I must agree. What I have in mind is not comparable to settling Franks. Why settle barbarians when there are so many people within the Empire? People say "the barbarians were martial". What does that really mean? If not this: too many Romans were so detached from their political structures that they couldn't be arsed to lift a finger for their defense (because exclusion was an ill-guided policy, and because the Roman imperial state hovered absurdly somewhere above the many regions and cities, being nobody's particular lovechild), while thid was not yet entirely the case with the Frankish tribes.The themes were administrative and military divisions, comparable to the provinces of the principate. The strategos of a theme was, like a governor of the Roman republic, both administrator and commander of the army within this province.
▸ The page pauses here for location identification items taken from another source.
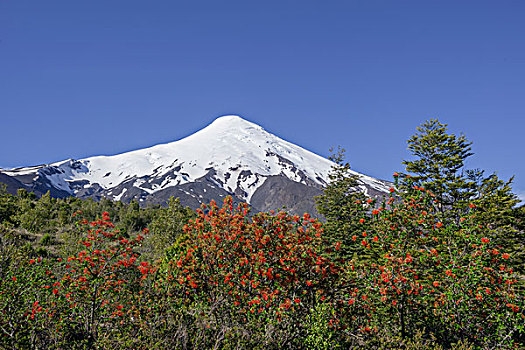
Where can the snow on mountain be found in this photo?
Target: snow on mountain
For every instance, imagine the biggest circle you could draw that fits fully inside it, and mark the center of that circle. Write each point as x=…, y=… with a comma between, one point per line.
x=232, y=154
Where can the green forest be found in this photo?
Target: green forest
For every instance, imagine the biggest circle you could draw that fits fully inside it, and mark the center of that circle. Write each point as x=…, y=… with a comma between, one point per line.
x=437, y=264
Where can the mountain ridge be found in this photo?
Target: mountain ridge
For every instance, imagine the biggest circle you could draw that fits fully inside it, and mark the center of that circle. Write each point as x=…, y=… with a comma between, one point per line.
x=230, y=156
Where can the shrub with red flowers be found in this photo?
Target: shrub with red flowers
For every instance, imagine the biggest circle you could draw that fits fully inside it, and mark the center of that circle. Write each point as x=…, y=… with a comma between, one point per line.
x=97, y=293
x=268, y=267
x=433, y=273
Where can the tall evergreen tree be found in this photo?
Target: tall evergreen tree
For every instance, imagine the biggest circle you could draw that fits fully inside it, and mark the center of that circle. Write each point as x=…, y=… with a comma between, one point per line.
x=438, y=166
x=438, y=163
x=342, y=204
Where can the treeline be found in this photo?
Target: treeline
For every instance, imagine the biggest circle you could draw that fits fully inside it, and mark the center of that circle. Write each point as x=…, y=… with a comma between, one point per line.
x=437, y=265
x=46, y=226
Sure the execution of the laws was devolved to the themes, as before to the provinces, which were civil during Late antiquity and both civil and military during the Republic and the Principate.
But in both cases you settle hostile armed forces within the Empire and hope they will honor instead of stabbing you in the back at the first opportunity.
Divide large barbarian tribes in little groups, mix these units with groups from other tribes, send them into different parts of the Empire; settle them down as soldier peasants on the model of Byzantine thems; that would be reasonable.
The solution is to give the MANY Romans or Romanised people this sense of belonging, participation and duty back.